Not Enough Data Scientists? Look to the Cloud

Dave Vennergrund

In today’s knowledge economy, data is the raw material and data scientists are the talented artisans who can spin that data into gold. The only problem is that data scientists are in very short supply.

For government agencies, that talent shortage is limiting their ability to develop and deploy advanced analytical solutions.

While we would all like to snap our fingers and solve this problem, the fact is demand for data scientists will likely continue to outstrip supply for years to come. Fortunately, automation is coming to the rescue.

We can’t automate all of the high-level work data scientists do. But we don’t have to. Through automation, we can streamline the process of building models, saving time, and shifting workloads down the chain, both to data analysts and, where appropriate, to machines.

The convergence of modern cloud architectures, open source software and advanced analytics tools is allowing data analysts to perform work that only veteran data scientists could do a short while ago. And that’s having payoffs in terms of what we can accomplish using advanced artificial intelligence and machine learning tools.

Amazon’s new SageMaker is one such platform. SageMaker provides developers and data scientists the ability to quickly and easily build, train and deploy machine learning models – at scale and in the cloud – in a fully managed and governed framework. SageMaker greatly simplifies the process by providing building blocks that can be used to accelerate the entire process.

What might take weeks to accomplish using conventional data science practices can now be accomplished in a matter of days.

At General Dynamics Information Technology, we’ve been pioneering artificial intelligence, machine learning, data mining tools and natural language processing for more than 20 years, across the federal space. Our Data and Analytics Consulting practice identifies, evaluates and helps our programs insert new technology, like emerging self-service and assisted data science platforms such as Amazon’s SageMaker.

We’ve built and deployed numerous solutions in defense, intelligence and civilian agencies, creating predictive analytics tools to perform image recognition, identify cyber threats, forecast budgets and spending, cluster genomic and health data and stop fraud, waste and abuse.
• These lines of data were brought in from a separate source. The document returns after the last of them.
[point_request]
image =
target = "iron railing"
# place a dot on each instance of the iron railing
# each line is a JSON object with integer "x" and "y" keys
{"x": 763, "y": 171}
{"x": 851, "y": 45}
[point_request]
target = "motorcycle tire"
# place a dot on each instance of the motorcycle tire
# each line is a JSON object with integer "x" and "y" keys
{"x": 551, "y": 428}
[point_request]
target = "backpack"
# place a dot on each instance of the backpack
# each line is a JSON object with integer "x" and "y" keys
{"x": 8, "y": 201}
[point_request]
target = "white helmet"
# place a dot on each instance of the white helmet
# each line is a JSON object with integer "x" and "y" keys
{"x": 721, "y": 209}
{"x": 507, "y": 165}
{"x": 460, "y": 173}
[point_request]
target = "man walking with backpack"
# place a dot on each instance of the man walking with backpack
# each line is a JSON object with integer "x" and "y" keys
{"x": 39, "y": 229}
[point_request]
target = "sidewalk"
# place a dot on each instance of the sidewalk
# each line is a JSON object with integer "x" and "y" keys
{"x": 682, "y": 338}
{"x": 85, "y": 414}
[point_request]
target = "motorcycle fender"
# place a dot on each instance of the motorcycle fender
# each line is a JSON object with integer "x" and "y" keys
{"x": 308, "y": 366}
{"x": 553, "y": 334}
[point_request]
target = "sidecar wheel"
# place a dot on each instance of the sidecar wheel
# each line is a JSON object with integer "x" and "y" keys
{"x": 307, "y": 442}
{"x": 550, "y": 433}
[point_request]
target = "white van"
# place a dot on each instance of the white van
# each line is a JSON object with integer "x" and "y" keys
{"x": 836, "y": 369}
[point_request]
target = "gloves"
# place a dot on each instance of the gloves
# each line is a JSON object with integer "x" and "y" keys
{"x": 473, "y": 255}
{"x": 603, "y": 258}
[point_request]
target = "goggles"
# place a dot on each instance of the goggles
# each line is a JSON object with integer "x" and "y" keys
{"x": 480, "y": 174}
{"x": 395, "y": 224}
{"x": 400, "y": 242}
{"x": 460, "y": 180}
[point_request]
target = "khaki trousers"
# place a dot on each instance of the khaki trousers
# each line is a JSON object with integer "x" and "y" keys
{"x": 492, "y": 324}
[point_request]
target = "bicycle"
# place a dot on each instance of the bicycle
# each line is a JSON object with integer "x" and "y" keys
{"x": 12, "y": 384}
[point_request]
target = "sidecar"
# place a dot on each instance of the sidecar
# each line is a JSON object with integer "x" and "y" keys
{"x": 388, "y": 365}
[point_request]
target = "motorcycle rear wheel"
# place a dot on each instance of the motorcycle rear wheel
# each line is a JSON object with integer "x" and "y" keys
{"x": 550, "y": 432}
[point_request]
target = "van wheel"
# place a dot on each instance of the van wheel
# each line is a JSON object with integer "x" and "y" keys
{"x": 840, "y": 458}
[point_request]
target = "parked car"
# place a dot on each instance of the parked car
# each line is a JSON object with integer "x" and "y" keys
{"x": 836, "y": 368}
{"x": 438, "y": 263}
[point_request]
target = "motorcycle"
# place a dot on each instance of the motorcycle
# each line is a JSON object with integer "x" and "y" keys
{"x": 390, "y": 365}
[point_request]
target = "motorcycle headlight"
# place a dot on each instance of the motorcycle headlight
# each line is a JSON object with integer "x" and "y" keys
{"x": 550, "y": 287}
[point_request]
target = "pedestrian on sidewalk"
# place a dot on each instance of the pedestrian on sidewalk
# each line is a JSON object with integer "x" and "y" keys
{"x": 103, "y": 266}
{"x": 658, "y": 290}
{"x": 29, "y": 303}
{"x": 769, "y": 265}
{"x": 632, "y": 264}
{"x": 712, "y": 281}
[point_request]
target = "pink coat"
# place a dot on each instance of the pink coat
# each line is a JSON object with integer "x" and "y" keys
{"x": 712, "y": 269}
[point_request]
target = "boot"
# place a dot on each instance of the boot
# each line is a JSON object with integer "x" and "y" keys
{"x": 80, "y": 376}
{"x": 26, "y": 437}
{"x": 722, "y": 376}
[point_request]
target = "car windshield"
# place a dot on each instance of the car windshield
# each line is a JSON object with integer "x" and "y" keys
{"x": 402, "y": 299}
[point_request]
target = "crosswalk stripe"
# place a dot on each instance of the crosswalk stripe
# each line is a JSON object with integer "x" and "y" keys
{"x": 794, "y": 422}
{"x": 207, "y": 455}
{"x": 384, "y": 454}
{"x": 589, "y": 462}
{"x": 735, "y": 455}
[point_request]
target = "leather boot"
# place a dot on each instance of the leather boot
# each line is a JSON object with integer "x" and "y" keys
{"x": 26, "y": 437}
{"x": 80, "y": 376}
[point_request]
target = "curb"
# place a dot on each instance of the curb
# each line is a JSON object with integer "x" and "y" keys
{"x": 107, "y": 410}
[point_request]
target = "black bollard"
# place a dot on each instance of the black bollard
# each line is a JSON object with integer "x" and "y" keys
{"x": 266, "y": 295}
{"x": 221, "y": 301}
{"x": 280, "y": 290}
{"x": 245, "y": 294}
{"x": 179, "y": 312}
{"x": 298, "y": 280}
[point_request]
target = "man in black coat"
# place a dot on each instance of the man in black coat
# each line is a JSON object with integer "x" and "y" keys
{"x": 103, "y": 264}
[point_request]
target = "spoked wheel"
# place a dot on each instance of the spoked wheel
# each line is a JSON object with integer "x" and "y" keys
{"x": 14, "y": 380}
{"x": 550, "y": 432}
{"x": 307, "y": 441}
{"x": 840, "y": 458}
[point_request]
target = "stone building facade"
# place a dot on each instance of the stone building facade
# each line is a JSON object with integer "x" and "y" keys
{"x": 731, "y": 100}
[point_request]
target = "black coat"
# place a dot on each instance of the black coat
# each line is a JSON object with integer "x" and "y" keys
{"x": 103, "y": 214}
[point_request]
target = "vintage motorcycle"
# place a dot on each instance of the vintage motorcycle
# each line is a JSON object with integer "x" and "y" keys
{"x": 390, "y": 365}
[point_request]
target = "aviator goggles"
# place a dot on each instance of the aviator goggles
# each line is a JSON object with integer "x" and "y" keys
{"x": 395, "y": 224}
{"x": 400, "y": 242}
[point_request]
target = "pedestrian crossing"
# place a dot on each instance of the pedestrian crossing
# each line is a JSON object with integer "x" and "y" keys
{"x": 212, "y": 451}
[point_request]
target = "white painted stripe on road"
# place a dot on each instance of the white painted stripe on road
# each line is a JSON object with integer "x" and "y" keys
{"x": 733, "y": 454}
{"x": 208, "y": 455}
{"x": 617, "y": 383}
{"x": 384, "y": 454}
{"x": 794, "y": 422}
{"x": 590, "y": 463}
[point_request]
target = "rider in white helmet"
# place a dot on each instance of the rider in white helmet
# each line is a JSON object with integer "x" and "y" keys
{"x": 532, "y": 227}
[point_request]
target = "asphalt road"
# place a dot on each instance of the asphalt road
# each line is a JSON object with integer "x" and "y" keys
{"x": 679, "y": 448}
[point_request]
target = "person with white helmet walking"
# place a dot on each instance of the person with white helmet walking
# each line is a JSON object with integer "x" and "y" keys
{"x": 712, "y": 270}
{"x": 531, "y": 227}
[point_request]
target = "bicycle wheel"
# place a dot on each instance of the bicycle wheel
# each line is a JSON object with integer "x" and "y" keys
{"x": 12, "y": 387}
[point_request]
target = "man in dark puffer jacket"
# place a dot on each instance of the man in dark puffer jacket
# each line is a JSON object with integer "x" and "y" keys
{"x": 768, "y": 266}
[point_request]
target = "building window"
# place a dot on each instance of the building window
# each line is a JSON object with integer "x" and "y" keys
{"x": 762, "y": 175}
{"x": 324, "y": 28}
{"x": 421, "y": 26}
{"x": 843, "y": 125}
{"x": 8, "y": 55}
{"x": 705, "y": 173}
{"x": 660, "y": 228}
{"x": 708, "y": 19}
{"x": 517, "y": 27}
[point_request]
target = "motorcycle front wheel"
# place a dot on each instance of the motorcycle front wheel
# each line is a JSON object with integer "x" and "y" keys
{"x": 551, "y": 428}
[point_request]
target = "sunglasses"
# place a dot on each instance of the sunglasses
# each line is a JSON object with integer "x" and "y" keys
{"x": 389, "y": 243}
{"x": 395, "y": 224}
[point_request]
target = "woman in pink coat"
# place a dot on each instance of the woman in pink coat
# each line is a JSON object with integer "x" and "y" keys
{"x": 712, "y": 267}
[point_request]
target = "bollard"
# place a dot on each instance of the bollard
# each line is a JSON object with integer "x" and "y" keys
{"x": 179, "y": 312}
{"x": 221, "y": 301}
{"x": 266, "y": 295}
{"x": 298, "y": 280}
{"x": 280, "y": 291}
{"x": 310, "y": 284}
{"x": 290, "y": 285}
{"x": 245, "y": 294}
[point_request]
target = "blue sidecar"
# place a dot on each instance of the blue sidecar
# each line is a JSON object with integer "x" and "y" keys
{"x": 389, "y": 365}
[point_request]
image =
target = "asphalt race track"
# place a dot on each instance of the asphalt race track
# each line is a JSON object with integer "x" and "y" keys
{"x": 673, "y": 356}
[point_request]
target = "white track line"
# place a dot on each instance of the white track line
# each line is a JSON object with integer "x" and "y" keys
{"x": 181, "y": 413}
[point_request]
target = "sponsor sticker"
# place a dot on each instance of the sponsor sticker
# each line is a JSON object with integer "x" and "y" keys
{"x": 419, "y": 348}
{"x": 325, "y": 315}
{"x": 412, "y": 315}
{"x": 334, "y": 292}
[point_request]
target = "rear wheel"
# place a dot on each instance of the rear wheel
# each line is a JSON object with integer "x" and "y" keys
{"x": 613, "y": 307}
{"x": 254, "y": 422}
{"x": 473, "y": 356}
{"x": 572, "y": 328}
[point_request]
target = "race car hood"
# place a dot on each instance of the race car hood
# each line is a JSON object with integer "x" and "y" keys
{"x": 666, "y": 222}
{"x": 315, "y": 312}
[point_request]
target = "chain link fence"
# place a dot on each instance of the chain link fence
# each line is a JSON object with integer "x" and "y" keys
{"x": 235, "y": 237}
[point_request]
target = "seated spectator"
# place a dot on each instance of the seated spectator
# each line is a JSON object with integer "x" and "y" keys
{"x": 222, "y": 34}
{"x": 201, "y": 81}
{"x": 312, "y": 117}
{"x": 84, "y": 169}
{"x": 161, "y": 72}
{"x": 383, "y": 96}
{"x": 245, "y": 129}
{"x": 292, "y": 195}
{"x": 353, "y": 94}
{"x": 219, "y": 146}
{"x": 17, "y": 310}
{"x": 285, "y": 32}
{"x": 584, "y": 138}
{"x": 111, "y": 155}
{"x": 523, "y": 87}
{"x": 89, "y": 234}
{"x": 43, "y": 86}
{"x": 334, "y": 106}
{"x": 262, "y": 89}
SageMaker lowers the entry point for agencies seeking to develop machine learning models, allowing staff to experiment and learn without having to make six- or seven-figure investments in software licenses and costly storage and computing resources.

Simple to use, it follows the same process data scientists would use on their own – access and prepare data, train and evaluate models using a variety of machine learning algorithms, and then deploy them. It includes both open source, and AWS-optimized algorithms to do classifications, generate forecasts or recommended actions, as well as perform image recognition, machine translation and text analytics. These are the building blocks with which viable solutions can be rapidly developed.

Because every use case is unique, machine learning solutions can’t typically be repurposed to other problem sets. What tools like SageMaker provide is an underlying framework – the storage options, the machine learning algorithms and other components that go into building a viable solution. And by making viable solutions more accessible – and affordable – they promise to speed up the pace of innovation in machine learning throughout the federal marketplace.